Licking Heights Superintendent Philip Wagner expects 2014 to be challenging, he said, even though the district is in solid financial shape.
"I'm in my 23rd year in education and I can't remember of a time when there have been more moving parts," he said.
Wagner expects much time to be devoted to the new Common Core State Standards, which dictate what is expected of students at each grade level, and dealing with the state's third-grade reading guarantee policy that requires third-graders to be held back from fourth grade if they aren't reading at grade level. There are aspects of the latter policy with which Wagner disagrees.
"Personally, I'm not in favor of the way the law is written," he said. "Retention is not an intervention."
Wagner said Licking Heights officials also will search for a new treasurer this year.

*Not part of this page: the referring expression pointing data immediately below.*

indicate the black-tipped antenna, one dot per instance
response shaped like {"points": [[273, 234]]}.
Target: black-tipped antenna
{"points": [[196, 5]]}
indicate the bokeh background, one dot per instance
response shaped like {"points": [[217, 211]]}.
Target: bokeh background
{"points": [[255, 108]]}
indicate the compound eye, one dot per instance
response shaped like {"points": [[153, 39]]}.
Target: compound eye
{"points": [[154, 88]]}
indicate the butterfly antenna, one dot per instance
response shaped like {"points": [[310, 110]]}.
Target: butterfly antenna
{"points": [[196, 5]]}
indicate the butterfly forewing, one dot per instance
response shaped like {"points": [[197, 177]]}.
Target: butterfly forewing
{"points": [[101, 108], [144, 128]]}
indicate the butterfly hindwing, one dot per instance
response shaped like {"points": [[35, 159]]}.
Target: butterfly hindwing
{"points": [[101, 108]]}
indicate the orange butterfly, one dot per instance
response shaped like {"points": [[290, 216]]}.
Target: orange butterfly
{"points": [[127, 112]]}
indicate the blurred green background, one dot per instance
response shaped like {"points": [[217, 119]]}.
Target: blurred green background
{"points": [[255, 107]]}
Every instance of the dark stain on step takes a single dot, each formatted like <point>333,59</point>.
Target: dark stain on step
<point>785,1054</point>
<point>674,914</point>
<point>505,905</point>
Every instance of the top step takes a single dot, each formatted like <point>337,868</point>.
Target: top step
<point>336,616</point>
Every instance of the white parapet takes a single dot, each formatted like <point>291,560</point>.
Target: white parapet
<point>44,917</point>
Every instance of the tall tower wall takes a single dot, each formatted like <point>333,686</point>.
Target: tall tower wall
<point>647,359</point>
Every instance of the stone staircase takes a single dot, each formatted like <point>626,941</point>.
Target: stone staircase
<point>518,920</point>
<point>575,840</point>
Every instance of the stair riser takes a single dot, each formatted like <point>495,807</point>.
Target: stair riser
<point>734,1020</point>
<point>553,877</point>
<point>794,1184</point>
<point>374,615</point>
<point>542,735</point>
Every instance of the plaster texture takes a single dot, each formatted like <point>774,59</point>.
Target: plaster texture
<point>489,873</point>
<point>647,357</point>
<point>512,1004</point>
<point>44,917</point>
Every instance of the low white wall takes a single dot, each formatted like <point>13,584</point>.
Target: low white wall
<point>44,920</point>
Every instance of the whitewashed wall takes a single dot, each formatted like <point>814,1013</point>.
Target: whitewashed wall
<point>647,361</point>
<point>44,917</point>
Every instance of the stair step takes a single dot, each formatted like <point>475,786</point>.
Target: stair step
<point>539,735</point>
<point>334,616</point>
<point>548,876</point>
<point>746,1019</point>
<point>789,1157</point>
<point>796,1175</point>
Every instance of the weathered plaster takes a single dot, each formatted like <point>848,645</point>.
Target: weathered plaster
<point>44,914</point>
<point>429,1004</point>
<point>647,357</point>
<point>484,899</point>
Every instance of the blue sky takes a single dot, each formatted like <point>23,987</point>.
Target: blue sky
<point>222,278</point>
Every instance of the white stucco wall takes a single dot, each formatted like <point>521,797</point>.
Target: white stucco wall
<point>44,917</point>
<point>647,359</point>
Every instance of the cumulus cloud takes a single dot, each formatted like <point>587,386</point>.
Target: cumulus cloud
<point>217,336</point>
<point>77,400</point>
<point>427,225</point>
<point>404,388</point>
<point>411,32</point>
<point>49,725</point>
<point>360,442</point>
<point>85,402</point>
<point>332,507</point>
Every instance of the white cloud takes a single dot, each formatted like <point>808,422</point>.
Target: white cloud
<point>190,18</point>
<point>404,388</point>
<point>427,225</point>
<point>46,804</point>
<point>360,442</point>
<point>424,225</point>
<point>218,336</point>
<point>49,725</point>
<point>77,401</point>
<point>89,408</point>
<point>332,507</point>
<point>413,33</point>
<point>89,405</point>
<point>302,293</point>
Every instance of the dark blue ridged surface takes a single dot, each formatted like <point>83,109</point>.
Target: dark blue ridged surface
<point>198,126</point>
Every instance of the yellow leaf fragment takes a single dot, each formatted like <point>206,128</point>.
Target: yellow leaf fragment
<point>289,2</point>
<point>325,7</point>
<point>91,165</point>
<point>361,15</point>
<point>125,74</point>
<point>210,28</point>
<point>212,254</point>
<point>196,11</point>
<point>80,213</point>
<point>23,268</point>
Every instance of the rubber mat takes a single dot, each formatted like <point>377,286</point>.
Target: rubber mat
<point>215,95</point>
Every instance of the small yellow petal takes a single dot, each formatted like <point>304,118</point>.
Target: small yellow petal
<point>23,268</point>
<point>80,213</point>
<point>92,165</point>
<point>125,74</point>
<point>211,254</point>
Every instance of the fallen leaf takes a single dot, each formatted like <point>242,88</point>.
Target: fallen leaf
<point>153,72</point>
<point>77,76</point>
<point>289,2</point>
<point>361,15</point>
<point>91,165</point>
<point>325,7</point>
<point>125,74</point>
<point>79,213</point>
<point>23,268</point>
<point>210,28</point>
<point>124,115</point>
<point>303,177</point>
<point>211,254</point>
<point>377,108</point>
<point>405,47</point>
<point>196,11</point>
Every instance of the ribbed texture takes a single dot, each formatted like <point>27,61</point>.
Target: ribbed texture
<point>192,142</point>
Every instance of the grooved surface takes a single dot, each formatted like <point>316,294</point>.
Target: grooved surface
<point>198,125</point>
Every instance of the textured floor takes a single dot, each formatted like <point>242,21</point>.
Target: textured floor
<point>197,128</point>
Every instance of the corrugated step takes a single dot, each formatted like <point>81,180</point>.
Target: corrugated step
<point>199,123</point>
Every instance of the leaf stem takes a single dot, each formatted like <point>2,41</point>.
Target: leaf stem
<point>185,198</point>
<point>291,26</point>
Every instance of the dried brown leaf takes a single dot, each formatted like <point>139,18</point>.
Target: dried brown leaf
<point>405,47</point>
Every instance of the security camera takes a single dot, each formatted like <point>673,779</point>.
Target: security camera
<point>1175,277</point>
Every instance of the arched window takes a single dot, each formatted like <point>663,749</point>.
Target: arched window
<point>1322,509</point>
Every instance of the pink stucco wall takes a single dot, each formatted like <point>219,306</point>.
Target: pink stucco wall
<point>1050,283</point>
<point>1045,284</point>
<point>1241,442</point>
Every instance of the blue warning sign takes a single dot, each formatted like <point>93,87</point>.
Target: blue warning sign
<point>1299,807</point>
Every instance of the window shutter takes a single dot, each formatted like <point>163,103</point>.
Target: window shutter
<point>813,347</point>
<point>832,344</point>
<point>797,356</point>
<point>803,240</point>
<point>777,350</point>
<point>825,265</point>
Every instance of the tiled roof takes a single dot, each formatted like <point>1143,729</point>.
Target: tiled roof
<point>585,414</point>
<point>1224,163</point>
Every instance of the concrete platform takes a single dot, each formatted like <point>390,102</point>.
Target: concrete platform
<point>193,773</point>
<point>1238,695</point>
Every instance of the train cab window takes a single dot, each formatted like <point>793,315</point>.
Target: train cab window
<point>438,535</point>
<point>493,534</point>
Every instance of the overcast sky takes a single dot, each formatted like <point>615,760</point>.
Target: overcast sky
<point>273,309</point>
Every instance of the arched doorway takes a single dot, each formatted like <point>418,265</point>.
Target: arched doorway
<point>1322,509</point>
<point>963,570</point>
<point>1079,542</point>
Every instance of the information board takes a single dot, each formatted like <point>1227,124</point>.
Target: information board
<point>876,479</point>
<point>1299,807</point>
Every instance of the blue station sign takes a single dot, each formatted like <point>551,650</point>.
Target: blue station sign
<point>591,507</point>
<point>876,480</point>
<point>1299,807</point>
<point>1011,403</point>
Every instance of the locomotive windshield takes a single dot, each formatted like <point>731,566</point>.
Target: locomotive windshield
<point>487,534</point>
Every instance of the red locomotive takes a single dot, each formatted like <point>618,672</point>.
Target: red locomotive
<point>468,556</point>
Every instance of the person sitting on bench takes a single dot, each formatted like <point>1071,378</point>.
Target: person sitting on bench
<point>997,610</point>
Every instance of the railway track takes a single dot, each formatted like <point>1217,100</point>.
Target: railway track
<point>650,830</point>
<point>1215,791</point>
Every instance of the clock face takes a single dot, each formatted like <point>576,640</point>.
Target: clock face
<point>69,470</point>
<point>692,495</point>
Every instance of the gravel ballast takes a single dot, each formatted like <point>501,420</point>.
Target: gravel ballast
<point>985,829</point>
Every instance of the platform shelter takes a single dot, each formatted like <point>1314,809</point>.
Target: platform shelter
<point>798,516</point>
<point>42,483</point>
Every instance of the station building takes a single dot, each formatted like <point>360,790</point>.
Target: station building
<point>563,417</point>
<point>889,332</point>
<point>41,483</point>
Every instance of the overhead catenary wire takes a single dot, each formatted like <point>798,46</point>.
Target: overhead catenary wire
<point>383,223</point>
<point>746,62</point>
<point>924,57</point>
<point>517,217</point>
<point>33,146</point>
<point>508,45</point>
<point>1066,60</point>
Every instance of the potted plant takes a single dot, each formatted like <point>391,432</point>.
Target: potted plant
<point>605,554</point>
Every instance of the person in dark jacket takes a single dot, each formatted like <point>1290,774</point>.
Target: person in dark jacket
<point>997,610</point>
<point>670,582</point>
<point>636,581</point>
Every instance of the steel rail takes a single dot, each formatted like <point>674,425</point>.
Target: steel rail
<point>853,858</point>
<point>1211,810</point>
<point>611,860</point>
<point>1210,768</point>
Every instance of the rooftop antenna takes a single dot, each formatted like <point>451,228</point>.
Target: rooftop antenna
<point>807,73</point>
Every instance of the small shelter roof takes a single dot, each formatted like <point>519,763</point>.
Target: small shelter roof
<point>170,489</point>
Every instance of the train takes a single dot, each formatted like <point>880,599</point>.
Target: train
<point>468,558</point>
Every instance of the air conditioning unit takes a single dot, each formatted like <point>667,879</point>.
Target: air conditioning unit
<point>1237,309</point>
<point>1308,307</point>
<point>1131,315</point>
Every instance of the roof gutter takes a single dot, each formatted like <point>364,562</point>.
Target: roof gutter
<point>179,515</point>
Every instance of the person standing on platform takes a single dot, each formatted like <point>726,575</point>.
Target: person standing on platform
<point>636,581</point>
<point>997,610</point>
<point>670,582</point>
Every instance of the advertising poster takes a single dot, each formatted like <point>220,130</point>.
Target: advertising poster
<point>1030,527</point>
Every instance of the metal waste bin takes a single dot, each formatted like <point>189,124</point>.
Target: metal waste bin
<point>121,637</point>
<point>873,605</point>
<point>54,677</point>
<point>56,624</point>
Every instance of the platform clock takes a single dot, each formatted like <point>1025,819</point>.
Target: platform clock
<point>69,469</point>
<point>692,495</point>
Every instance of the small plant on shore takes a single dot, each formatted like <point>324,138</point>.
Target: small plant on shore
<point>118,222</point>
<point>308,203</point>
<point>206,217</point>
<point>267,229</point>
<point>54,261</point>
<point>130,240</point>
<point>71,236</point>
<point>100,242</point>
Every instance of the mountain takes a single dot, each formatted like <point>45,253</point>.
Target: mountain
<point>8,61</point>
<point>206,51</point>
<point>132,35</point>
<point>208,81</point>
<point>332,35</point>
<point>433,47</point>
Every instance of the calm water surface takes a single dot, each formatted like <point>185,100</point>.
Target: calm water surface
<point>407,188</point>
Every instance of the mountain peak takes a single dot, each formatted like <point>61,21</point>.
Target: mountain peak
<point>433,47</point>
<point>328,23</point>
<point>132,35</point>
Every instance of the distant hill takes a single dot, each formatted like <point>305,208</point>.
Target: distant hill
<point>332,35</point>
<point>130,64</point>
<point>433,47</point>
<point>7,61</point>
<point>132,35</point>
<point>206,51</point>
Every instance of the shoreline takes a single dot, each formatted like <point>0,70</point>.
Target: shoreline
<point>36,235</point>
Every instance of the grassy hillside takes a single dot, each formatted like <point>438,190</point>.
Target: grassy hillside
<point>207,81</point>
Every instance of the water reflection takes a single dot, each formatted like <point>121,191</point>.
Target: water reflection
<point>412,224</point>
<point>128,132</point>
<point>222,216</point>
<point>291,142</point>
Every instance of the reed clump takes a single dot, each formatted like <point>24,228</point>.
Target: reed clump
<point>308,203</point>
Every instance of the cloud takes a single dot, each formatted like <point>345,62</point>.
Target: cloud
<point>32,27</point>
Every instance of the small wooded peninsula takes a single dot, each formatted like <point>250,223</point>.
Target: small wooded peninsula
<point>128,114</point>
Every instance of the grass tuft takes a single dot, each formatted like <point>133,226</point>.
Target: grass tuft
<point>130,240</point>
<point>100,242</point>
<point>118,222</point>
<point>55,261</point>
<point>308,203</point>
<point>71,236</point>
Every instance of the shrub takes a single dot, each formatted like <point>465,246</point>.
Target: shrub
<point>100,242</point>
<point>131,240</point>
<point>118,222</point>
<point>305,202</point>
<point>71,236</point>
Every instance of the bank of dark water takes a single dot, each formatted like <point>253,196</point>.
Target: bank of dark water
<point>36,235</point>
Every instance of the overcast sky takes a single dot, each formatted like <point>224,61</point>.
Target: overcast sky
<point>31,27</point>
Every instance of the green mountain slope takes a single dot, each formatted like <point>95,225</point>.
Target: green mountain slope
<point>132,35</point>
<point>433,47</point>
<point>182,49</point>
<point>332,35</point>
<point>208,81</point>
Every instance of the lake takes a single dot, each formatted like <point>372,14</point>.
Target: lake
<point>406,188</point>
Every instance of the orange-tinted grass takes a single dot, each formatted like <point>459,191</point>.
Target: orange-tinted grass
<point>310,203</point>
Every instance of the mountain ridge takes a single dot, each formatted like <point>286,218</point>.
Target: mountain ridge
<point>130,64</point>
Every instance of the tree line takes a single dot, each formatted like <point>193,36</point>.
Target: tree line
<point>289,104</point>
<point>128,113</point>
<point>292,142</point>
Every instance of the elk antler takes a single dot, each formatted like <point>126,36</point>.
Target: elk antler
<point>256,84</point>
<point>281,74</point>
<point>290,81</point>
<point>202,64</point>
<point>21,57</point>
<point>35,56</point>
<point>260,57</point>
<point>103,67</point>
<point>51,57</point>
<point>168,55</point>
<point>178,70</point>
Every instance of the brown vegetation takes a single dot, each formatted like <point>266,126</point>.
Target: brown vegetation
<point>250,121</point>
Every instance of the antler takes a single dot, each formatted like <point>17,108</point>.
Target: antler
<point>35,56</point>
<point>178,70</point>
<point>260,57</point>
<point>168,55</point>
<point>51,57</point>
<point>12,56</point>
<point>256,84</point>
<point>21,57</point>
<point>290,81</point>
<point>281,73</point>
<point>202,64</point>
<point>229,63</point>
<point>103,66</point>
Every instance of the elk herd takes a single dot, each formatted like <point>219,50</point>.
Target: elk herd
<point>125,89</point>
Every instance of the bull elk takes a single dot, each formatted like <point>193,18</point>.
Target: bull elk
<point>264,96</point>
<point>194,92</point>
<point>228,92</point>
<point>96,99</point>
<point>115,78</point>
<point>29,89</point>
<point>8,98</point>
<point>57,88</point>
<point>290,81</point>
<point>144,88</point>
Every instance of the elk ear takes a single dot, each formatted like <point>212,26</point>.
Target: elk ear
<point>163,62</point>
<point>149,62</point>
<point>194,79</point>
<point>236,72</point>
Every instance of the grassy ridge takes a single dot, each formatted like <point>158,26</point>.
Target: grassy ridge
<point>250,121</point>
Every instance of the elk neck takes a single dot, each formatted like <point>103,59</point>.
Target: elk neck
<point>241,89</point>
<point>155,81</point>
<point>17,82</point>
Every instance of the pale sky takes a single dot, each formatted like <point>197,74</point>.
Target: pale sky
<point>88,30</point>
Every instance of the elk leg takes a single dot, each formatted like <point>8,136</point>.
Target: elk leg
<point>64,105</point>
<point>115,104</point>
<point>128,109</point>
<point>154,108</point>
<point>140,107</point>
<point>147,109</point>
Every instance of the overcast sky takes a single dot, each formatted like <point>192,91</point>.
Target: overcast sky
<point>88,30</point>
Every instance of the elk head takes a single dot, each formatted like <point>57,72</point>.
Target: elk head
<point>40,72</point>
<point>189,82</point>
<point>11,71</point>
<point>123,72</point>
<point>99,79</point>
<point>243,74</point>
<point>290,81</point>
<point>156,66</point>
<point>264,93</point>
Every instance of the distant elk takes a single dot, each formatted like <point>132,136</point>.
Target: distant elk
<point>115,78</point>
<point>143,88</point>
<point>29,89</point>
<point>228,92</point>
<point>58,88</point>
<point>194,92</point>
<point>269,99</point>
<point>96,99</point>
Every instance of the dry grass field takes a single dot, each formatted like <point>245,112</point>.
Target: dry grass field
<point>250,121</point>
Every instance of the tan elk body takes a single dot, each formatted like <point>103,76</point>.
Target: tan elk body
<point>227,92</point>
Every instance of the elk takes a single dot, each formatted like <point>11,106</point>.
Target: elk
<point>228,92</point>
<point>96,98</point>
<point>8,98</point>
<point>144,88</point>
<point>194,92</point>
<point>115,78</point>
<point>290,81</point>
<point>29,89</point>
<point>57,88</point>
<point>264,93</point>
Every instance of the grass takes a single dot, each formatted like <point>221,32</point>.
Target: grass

The school board voted Oct. 31 to allow former treasurer Jennifer Vanover to accept a new assistant treasurer's position so she could devote more time to her personal life. In the meantime, former Granville schools treasurer Margaret "Peg" Betts is the interim treasurer.
District officials also must address the expanded enrollment each year brings, said board member Brian Bagley.
"One of our biggest challenges continues to be the rate of growth in our district," Bagley said.
He said in the fall, the district had a much higher than anticipated enrollment, especially in the younger grade levels.
"A solid community and an exceptional school district is very attractive to those moving into the area," Bagley said. "We have been discussing ways to meet that challenge head on and we are excited about some of the opportunities ahead."
Board member Richard Wand agreed, saying the district's biggest challenge in 2014 will be "solving our space issues."
"We're overcrowded in every building we've got," Wand said.
He said the problem must be solved before the overcrowding affects the educational process. For example, he said, district officials cannot split the same grade between two buildings as has been necessary in the past.
"We have to find out how to do that," Wand said.
He said the district is working to solve the issue without asking voters for more money.
Another challenge, Wand said, is a shortage of bus drivers, which many districts and even cities are experiencing. He said the oil boom in the eastern region of the state is to blame.
"They're being recruited to drive oil trucks," Wand said.
However, he said, the bus driver issue is rather minor and overall, he's counting the district's blessings for 2014.
"Right now, we're in pretty good shape with the district," Wand said.